Here’s an admission for you: I have a hard time comprehending all of the details around what Google Books is up to. I gather they’re scanning everything (though not necessarily well — more on that in a sec) ever published, posting the out-of-copyright stuff, linking to snippets of the other stuff, and there are some folks objecting to that, so there’s a lawsuit, and a settlement in the works. This article, The Audacity of the Google Book Search Settlement, caught my eye today, and laid out some of the legal hoop-jumping, so that helped. And I know that the American Library Association has been having their say, as they generally do (not a fan, but that’s another post). I’m just not sure what I think of it all.

I digitized a book myself last year, a book the Town of Amherst holds the copyright to so no worries there, and is long out of print (A History of the Town of Amherst, New York, 1818-1865). It was a painful, arduous process, and I even had a grant to do it, but oy, I’m not sure I’d gear up for that again. But there’s Google Books, with tons of resources, just scanning and posting away, and doing all the heavy lifting, so that’s good, right? For the same reason I scanned my one book (it’s useful to local researchers and there are only a few copies out there, so this way anyone can access it), Google Books is scanning, well, all the books.

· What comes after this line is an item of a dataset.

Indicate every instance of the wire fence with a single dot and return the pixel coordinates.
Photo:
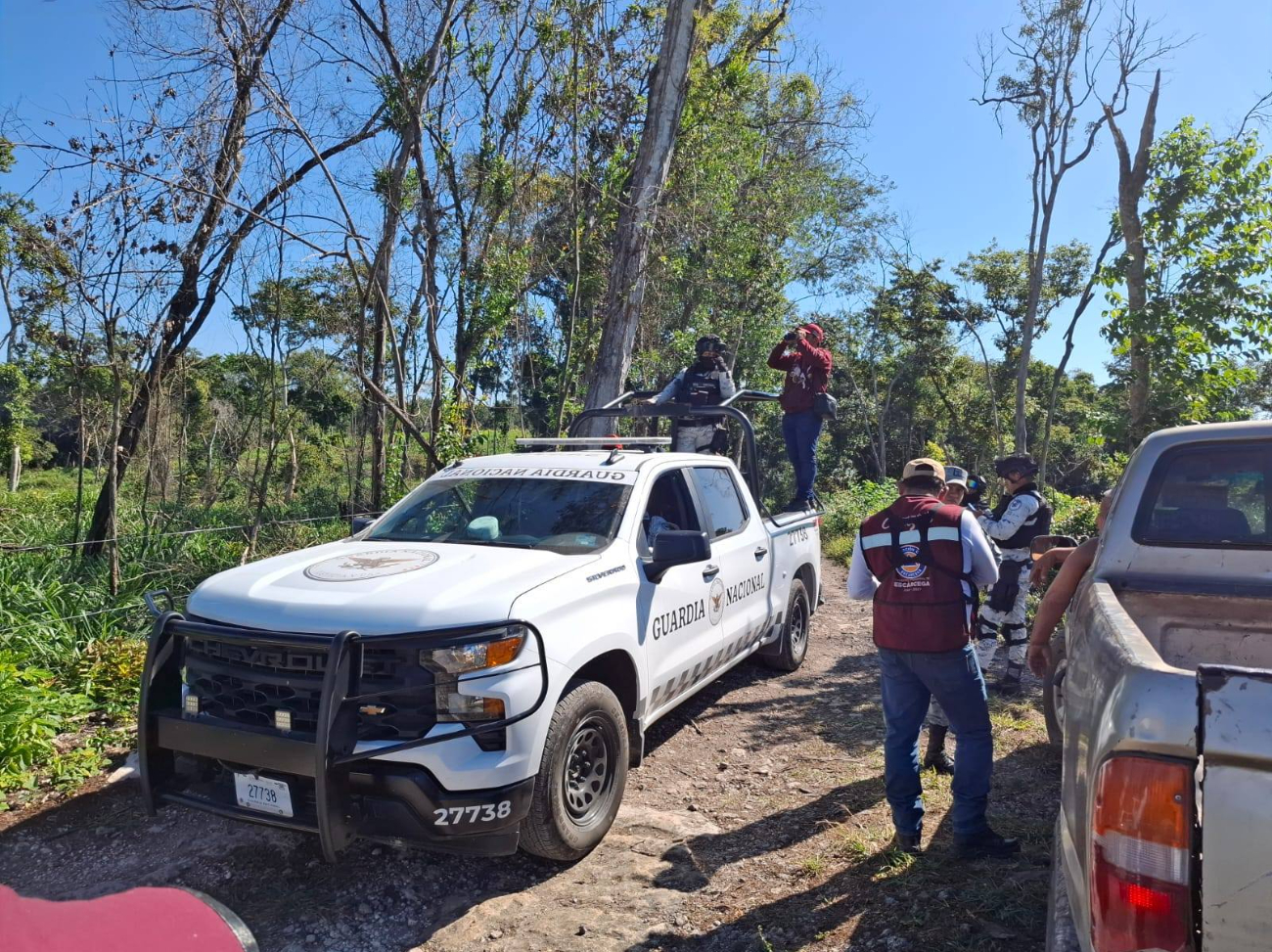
(134, 606)
(152, 536)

But — I’ve been playing around with the Barnes & Noble ereader app for the iPhone, and used it to download a handful of free ebooks from Google Books. The results have all been poor. Emma chopped off a few words at the beginning and had all kinds of bad characters, poor OCR. Ditto for Persuasion. Virgil’s Aeneid wasn’t so bad. But Anna Karenina was missing the first four chapters — completely missing them. I was appalled. The sloppy OCR I can try to get past (though…) but leaving out four chapters?!

  1. That was interesting. I guess no one is actually checking the work. Making mistakes like that is easy when scanning, but only if the scanner is not being very careful. Still, it is disappointing.

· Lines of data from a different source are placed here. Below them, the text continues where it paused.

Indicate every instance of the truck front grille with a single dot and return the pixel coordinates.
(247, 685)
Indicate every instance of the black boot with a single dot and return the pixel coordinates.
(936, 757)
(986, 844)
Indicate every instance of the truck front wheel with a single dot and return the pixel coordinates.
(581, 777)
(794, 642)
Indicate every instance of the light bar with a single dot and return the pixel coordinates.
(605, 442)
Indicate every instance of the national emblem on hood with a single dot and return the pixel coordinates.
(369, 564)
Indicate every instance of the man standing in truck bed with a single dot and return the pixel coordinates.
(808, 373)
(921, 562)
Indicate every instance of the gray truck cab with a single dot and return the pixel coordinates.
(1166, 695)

    • When you use OCR, optical character recognition, when you scan, the better the software the better the result. But you can never trust it to get everything. I should clarify that Google Books says upfront in its disclaimer that there will be errors, bad characters, etc., and they go one about perfecting their software to make that less, in the future. According to Google Books, these errors “will not detract from your enjoyment of the book”. I beg to disagree — especially if by “error” they mean “might be missing four chapters”!

  2. In most cases, the page is presented to the browser as an image, and the OCR layer is not visible, but used only for full-text searching of the content. Each word in the OCR layer is mapped to the image coordinates on the pages where that word appears, which allows highlighting the word on the image. But for ebook readers, my gut instinct is that they need the OCR for display purposes, because downloading only the text requires a tiny fraction of the bandwidth needed for the image-plus-text.

    By the way, there’s a new website about Google’s book scanning:

  3. Google has certainly undertaken a massive project. The results make me wonder how many project management resources they assigned to it – something that often runs through my mind in this kind of situation given that June is a PMP. lol.

    At any rate – ITA that missing four chapters from a book would diminish your enjoyment. No kidding. Apparently Google is more interested in quantity over quality at this point? It seems like a slipshod way of going about things.

  4. As an author, I’m not sure how I feel about this. I understand they’re only using a part of the books that are copyrighted, but it still feels a little “infringey” to me. Maybe it helps sell a book, I don’t know–I’d have to do more to understand if people who actually read a snippet then feel compelled to buy the book. Hard to say. From a purely business perspective, this would be the only reason for a snippet to be featured, anyway.

    As for the older works, it’s a shame that they’re not coming through in a complete way. Quality is always better than quantity, in my opinion.

  5. Joe, I’m a neophyte with such things. I think I understand you to say that if ereaders were using the image scan instead of the OCR we’d get better results?
    Thanks for the link. I’m trying to keep up with this issue, but it’s fairly complex — sites like that help to gather all the info together.